The artists: In my opinion, one of the best collections of performers in a festival of this variety. Note: this makes the scheduling additionally difficult to bear.
For your reading pleasure, I’ll go into some of the shows in more detail along with some tracks and exclusive photos. Welcome to Primavera Sound.
With a shy confidence, Christopher Owens approached the mic. In the past, Girls have admitted to concert-related nerves owing to the baring honesty of their songs. Yet despite their slight nerves, the group held the audience in rapture with sentimental crooning and an ever-increasing stage presence in their short set.
Christopher Owens bites his nails – Photo by Sabrina Diemert
Chet J.R. White – Photo by Sabrina Diemert
Christopher Owens rocks the Rickenbacker – Photo by Sarah Wong
Paradoxically caught between naturally exuded coolness and restricting modesty, and tangled with jumbled calls-to-arms against traditional gender stereotypes, Girls rocked. Long well-kept hair thrown back during a more challenging guitar rift, pink nailpolished fingers marking the frets of his Rickenbacker, a flamingo-like pose while hitting higher notes… it all came together in their uncluttered pop performance. I would love to hear more from this band. Preferably, as Jan said, while frolicking in the mountains.
My fellow concert-going pal (and contributor of many photos to this post) Sarah Wong commented that Stern’s show was “musical masturbation”, and I agree. Between clearly rehearsed crude sexual jokes and indulgent guitar solos; the dichotomy of her relaxed feminine attire and her bassist’s punky power suit; shredding, extended sequences, spoken poetic lyrics and danceable choruses, it was easy to get caught up between the confusing awkwardness and rocking atmosphere.

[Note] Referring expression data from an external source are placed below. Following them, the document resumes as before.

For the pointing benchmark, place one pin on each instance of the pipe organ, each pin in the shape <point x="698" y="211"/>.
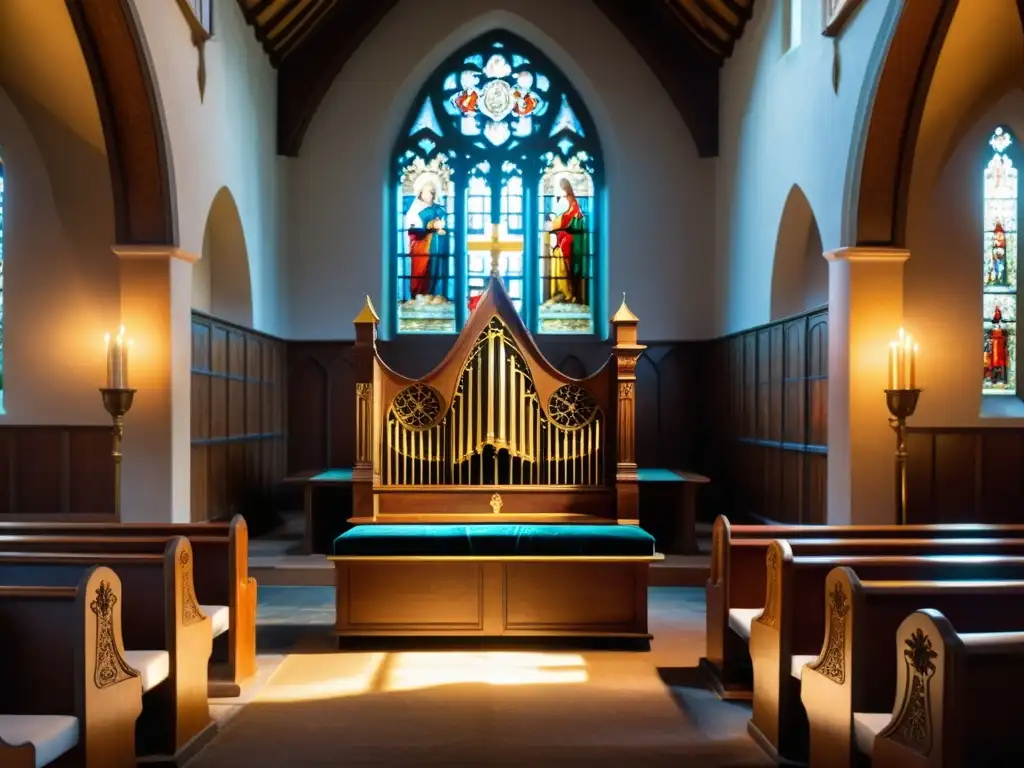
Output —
<point x="494" y="428"/>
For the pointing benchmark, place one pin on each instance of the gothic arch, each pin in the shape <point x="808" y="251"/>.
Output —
<point x="112" y="41"/>
<point x="800" y="274"/>
<point x="221" y="278"/>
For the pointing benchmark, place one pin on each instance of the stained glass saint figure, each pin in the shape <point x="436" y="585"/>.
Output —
<point x="569" y="229"/>
<point x="427" y="244"/>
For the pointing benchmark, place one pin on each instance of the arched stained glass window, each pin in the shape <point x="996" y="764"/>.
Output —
<point x="1001" y="201"/>
<point x="1" y="281"/>
<point x="498" y="161"/>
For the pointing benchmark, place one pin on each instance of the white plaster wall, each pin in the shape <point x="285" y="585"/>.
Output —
<point x="228" y="138"/>
<point x="60" y="279"/>
<point x="660" y="196"/>
<point x="782" y="124"/>
<point x="977" y="85"/>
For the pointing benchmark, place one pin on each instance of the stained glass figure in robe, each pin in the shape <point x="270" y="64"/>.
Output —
<point x="566" y="197"/>
<point x="500" y="114"/>
<point x="999" y="266"/>
<point x="425" y="300"/>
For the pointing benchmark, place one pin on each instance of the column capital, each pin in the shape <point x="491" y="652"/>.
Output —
<point x="139" y="252"/>
<point x="868" y="254"/>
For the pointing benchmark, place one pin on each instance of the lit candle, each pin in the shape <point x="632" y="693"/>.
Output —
<point x="892" y="365"/>
<point x="117" y="360"/>
<point x="901" y="361"/>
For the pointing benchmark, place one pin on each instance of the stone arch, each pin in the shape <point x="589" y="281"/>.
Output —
<point x="891" y="109"/>
<point x="220" y="279"/>
<point x="800" y="274"/>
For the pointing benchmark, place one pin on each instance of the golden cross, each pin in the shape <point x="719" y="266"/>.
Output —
<point x="496" y="245"/>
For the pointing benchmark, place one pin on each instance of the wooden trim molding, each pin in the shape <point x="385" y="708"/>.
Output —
<point x="126" y="92"/>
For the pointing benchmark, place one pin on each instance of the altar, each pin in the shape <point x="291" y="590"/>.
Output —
<point x="495" y="496"/>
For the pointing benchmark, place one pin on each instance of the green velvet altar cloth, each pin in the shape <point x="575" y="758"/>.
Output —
<point x="496" y="541"/>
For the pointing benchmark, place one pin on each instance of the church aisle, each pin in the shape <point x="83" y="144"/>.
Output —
<point x="559" y="708"/>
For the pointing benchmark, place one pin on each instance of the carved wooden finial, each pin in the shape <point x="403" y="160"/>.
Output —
<point x="368" y="313"/>
<point x="624" y="314"/>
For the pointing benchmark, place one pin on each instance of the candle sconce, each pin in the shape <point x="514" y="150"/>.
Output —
<point x="118" y="401"/>
<point x="902" y="403"/>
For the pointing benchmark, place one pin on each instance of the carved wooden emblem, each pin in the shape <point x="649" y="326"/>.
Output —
<point x="769" y="616"/>
<point x="111" y="668"/>
<point x="189" y="606"/>
<point x="837" y="13"/>
<point x="832" y="664"/>
<point x="912" y="726"/>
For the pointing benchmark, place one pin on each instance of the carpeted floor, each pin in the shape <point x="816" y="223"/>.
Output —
<point x="552" y="708"/>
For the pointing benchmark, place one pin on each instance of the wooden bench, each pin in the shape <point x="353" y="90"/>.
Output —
<point x="737" y="582"/>
<point x="788" y="633"/>
<point x="683" y="487"/>
<point x="957" y="681"/>
<point x="847" y="688"/>
<point x="168" y="639"/>
<point x="497" y="580"/>
<point x="68" y="690"/>
<point x="223" y="587"/>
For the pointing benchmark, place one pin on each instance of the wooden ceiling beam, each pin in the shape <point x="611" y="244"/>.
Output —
<point x="301" y="29"/>
<point x="685" y="67"/>
<point x="306" y="74"/>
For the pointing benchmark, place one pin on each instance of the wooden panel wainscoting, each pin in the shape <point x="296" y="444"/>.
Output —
<point x="41" y="465"/>
<point x="965" y="474"/>
<point x="767" y="422"/>
<point x="238" y="419"/>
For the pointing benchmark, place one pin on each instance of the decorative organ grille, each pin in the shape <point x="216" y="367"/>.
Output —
<point x="495" y="431"/>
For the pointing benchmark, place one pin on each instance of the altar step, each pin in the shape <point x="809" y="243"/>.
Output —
<point x="316" y="570"/>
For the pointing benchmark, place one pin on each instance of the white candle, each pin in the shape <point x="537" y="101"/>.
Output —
<point x="892" y="365"/>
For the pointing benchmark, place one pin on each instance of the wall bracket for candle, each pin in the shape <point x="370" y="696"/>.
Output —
<point x="902" y="403"/>
<point x="118" y="401"/>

Marnie Stern musically masturbates – Photo by Sarah Wong
Marnie Stern – Photo by Sabrina Diemert
Was it good? Yes. Is she a rising act to watch? I think so. Her repertoire could do with more crowd-engagement or accessible tracks, but I guess it all starts with self-love.

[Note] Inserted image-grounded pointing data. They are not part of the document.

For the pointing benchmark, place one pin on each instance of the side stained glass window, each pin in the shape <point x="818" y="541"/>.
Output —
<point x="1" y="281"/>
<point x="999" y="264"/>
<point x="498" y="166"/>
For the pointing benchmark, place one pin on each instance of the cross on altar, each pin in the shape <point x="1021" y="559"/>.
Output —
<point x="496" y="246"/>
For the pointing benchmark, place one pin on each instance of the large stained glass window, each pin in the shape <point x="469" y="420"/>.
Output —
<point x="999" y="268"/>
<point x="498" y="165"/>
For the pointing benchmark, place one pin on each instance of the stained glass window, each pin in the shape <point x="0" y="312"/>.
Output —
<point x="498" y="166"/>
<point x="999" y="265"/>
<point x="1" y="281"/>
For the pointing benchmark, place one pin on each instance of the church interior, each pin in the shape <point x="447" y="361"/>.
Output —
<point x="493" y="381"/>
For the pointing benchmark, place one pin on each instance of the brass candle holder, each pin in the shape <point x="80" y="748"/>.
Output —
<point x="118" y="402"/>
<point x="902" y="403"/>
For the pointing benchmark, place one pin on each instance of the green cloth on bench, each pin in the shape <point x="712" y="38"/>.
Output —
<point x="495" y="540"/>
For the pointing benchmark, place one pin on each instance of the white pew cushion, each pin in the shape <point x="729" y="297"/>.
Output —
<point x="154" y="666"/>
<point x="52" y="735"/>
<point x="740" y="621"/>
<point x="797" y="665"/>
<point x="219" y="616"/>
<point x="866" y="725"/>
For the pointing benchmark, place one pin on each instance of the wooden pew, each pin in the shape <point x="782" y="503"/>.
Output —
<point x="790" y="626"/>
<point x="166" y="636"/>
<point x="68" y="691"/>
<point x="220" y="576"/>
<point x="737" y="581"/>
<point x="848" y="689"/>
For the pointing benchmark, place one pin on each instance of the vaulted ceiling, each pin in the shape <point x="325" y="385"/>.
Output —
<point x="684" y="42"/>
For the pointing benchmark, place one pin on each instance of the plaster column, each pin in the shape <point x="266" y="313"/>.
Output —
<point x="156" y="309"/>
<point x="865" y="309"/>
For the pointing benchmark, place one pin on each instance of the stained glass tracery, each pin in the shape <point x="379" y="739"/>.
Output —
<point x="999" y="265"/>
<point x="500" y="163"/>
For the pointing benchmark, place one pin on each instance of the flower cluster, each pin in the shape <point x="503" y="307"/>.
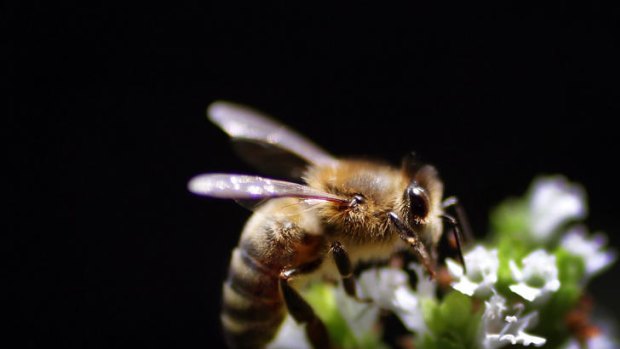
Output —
<point x="519" y="288"/>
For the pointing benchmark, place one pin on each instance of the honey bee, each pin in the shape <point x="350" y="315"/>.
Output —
<point x="346" y="211"/>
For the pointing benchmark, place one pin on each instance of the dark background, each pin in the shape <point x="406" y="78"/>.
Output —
<point x="107" y="123"/>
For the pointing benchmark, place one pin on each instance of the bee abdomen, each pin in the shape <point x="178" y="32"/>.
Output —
<point x="252" y="308"/>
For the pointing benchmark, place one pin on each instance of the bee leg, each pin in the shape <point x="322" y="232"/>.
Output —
<point x="345" y="269"/>
<point x="457" y="238"/>
<point x="412" y="238"/>
<point x="461" y="216"/>
<point x="303" y="313"/>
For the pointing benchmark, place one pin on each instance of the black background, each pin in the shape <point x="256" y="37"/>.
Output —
<point x="107" y="124"/>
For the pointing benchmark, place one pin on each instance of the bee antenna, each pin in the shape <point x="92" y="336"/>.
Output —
<point x="457" y="237"/>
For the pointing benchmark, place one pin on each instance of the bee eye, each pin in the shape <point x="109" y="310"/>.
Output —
<point x="418" y="201"/>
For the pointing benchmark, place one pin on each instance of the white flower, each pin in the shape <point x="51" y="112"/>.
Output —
<point x="499" y="330"/>
<point x="360" y="317"/>
<point x="389" y="289"/>
<point x="591" y="250"/>
<point x="553" y="202"/>
<point x="538" y="278"/>
<point x="482" y="265"/>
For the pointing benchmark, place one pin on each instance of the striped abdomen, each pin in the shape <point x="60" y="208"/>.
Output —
<point x="252" y="308"/>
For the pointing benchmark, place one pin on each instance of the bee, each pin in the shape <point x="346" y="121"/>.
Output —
<point x="344" y="211"/>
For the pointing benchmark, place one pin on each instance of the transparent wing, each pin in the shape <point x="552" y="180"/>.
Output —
<point x="266" y="143"/>
<point x="255" y="188"/>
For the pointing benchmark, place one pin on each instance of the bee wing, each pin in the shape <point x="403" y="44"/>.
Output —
<point x="254" y="188"/>
<point x="265" y="143"/>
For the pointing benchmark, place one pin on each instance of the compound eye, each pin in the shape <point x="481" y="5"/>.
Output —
<point x="418" y="202"/>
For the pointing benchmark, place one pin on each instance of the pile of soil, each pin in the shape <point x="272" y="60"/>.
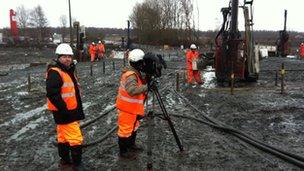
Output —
<point x="259" y="109"/>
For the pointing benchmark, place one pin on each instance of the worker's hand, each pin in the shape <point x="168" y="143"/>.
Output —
<point x="152" y="85"/>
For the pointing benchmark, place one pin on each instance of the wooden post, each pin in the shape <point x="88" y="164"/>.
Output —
<point x="177" y="81"/>
<point x="29" y="82"/>
<point x="282" y="79"/>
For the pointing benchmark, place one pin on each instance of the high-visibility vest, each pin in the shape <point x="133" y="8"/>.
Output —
<point x="127" y="103"/>
<point x="67" y="92"/>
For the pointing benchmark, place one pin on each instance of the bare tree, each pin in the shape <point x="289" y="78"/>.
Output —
<point x="39" y="21"/>
<point x="22" y="18"/>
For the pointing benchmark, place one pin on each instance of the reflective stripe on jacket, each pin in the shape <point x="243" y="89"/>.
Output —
<point x="67" y="91"/>
<point x="127" y="103"/>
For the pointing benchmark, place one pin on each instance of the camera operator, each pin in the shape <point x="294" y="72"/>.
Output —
<point x="192" y="56"/>
<point x="130" y="104"/>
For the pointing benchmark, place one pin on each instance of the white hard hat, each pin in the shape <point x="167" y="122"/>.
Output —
<point x="136" y="55"/>
<point x="64" y="49"/>
<point x="192" y="46"/>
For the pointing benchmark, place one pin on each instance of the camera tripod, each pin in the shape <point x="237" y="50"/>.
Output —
<point x="150" y="121"/>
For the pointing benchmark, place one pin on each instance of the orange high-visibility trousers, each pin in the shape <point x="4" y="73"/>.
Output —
<point x="127" y="124"/>
<point x="69" y="133"/>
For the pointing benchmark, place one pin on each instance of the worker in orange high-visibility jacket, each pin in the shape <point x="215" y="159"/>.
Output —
<point x="100" y="50"/>
<point x="192" y="55"/>
<point x="92" y="51"/>
<point x="63" y="100"/>
<point x="130" y="104"/>
<point x="301" y="51"/>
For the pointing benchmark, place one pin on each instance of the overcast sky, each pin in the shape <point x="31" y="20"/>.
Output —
<point x="268" y="14"/>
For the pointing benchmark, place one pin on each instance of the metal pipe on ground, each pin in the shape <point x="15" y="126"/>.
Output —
<point x="103" y="67"/>
<point x="290" y="157"/>
<point x="282" y="79"/>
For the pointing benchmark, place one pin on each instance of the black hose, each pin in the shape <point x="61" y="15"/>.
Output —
<point x="97" y="118"/>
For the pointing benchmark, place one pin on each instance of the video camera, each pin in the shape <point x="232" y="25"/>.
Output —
<point x="153" y="64"/>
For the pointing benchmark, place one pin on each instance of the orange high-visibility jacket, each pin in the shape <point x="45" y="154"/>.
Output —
<point x="67" y="91"/>
<point x="127" y="103"/>
<point x="301" y="51"/>
<point x="190" y="56"/>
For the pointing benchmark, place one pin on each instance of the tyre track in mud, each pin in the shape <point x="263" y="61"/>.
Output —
<point x="207" y="148"/>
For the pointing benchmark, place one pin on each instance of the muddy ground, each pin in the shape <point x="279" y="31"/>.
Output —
<point x="27" y="129"/>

Danceable, excitable, exhilarating, and plain old fun. Exactly what I wanted from a Phoenix concert, complete with some throwbacks to early albums. If you have the chance to see these guys live, do it!

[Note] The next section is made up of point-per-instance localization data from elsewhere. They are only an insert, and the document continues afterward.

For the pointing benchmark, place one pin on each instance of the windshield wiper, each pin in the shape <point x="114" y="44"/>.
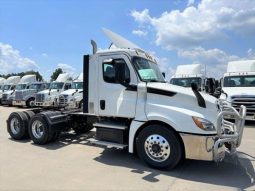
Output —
<point x="155" y="81"/>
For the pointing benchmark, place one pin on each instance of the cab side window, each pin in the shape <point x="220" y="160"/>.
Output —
<point x="110" y="70"/>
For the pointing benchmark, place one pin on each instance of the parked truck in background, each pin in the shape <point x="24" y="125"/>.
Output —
<point x="26" y="96"/>
<point x="8" y="90"/>
<point x="48" y="97"/>
<point x="127" y="100"/>
<point x="238" y="85"/>
<point x="2" y="82"/>
<point x="72" y="98"/>
<point x="185" y="75"/>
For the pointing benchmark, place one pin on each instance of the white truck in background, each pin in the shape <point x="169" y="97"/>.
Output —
<point x="73" y="97"/>
<point x="127" y="100"/>
<point x="238" y="86"/>
<point x="26" y="95"/>
<point x="48" y="97"/>
<point x="8" y="90"/>
<point x="2" y="82"/>
<point x="185" y="75"/>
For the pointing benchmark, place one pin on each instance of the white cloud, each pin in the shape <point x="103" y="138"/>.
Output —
<point x="141" y="17"/>
<point x="251" y="53"/>
<point x="11" y="61"/>
<point x="44" y="55"/>
<point x="164" y="65"/>
<point x="67" y="68"/>
<point x="216" y="60"/>
<point x="139" y="32"/>
<point x="190" y="2"/>
<point x="208" y="20"/>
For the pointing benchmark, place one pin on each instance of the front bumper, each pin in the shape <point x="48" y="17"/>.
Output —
<point x="214" y="147"/>
<point x="19" y="103"/>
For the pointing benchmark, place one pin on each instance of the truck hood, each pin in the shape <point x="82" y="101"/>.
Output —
<point x="70" y="92"/>
<point x="239" y="91"/>
<point x="182" y="100"/>
<point x="8" y="92"/>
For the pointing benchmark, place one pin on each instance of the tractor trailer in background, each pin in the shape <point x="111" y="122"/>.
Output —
<point x="8" y="90"/>
<point x="48" y="97"/>
<point x="73" y="97"/>
<point x="238" y="86"/>
<point x="127" y="100"/>
<point x="185" y="75"/>
<point x="2" y="82"/>
<point x="26" y="96"/>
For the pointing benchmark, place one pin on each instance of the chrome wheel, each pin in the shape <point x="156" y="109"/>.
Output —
<point x="15" y="126"/>
<point x="37" y="129"/>
<point x="157" y="148"/>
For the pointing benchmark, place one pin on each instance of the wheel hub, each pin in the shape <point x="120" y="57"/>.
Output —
<point x="157" y="148"/>
<point x="37" y="129"/>
<point x="15" y="126"/>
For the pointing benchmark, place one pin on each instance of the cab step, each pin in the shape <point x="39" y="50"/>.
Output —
<point x="110" y="125"/>
<point x="107" y="144"/>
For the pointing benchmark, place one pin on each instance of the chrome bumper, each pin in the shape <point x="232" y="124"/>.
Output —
<point x="213" y="147"/>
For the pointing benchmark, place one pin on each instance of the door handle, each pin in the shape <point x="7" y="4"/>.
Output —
<point x="102" y="104"/>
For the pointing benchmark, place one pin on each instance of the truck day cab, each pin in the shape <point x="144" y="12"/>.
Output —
<point x="72" y="98"/>
<point x="7" y="94"/>
<point x="185" y="75"/>
<point x="48" y="97"/>
<point x="127" y="100"/>
<point x="238" y="85"/>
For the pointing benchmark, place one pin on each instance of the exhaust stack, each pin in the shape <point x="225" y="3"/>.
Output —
<point x="94" y="46"/>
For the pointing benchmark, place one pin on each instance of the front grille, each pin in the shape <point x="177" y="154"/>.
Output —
<point x="39" y="97"/>
<point x="18" y="95"/>
<point x="247" y="101"/>
<point x="63" y="100"/>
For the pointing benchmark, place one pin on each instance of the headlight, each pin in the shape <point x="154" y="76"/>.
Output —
<point x="203" y="124"/>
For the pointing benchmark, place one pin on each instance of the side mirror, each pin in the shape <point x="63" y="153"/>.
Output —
<point x="194" y="87"/>
<point x="121" y="72"/>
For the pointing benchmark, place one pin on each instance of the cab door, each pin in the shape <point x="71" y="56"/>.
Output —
<point x="116" y="99"/>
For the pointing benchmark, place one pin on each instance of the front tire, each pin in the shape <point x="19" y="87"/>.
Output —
<point x="159" y="147"/>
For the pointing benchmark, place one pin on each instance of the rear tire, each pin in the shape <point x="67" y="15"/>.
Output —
<point x="159" y="147"/>
<point x="17" y="125"/>
<point x="39" y="130"/>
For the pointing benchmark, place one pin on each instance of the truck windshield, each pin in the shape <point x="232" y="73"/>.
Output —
<point x="6" y="87"/>
<point x="56" y="85"/>
<point x="77" y="85"/>
<point x="21" y="86"/>
<point x="35" y="86"/>
<point x="147" y="70"/>
<point x="239" y="81"/>
<point x="186" y="82"/>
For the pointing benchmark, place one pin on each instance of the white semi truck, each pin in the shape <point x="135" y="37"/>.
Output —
<point x="26" y="96"/>
<point x="8" y="90"/>
<point x="238" y="86"/>
<point x="185" y="75"/>
<point x="127" y="100"/>
<point x="48" y="97"/>
<point x="72" y="98"/>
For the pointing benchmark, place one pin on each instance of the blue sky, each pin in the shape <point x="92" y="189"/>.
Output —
<point x="43" y="35"/>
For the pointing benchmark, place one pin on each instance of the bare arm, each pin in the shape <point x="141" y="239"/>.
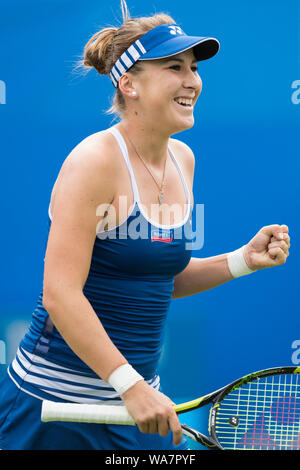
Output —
<point x="202" y="274"/>
<point x="68" y="257"/>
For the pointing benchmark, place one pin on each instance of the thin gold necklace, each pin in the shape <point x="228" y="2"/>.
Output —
<point x="162" y="185"/>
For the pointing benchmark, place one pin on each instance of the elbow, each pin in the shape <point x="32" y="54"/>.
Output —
<point x="48" y="301"/>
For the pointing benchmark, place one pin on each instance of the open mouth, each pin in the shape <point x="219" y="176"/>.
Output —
<point x="184" y="102"/>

Thomas Mars of Phoenix – Photo by Sarah Wong
Yo La Tengo
Dios mio. It’s true, Genius + Love = Yo La Tengo. I saw the group at Lolla ’07, and while their set was impressive, it temporarily dulled my romance with the Hoboken trio. But when they struck up their first jam of the evening, the faded affair came back to full blazing glory.
A finely-tuned live performance machine, YLT were on fire. Audience members were left peeking to find the hidden sound engineer, due to the flawless transitions between songs. The occasionally-problematic nature of the hulking Estrella Damm stage sound didn’t plague the group. It’s not luck, but experience, talent, and I can only assume meticulous attention to detail.
Ira Kaplan in Blue – Photo by Sarah Wong
James McNew in Orange – Photo by Sarah Wong
In the past, I have noticed some of their idiosyncratic performance attitudes: James with his stoic stillness. Ira in his intense musical connection, resulting in a nearly-scoliosis-grade back curvature and eyes closed in ecstasy. Georgia, erect with concentration, so alert that she appears stony. While all of these mannerisms were in play on Thursday, their charisma was not compromised. Shout-outs were given to fellow performing bands The Bats, The Vaselines, and The Magik Markers, and they even dedicated a song to WFMU (the band’s favourite Jersey radio station). Pausing to pose for a picture for an adoring fan, we saw the first (and certainly not last) smile from Georgia. They undeniably love what they do, as evidenced in their euphoric closing numbers “Blue Line Swinger” (with a phenomenal extended jammed lead-in) and “Sugar Cube”.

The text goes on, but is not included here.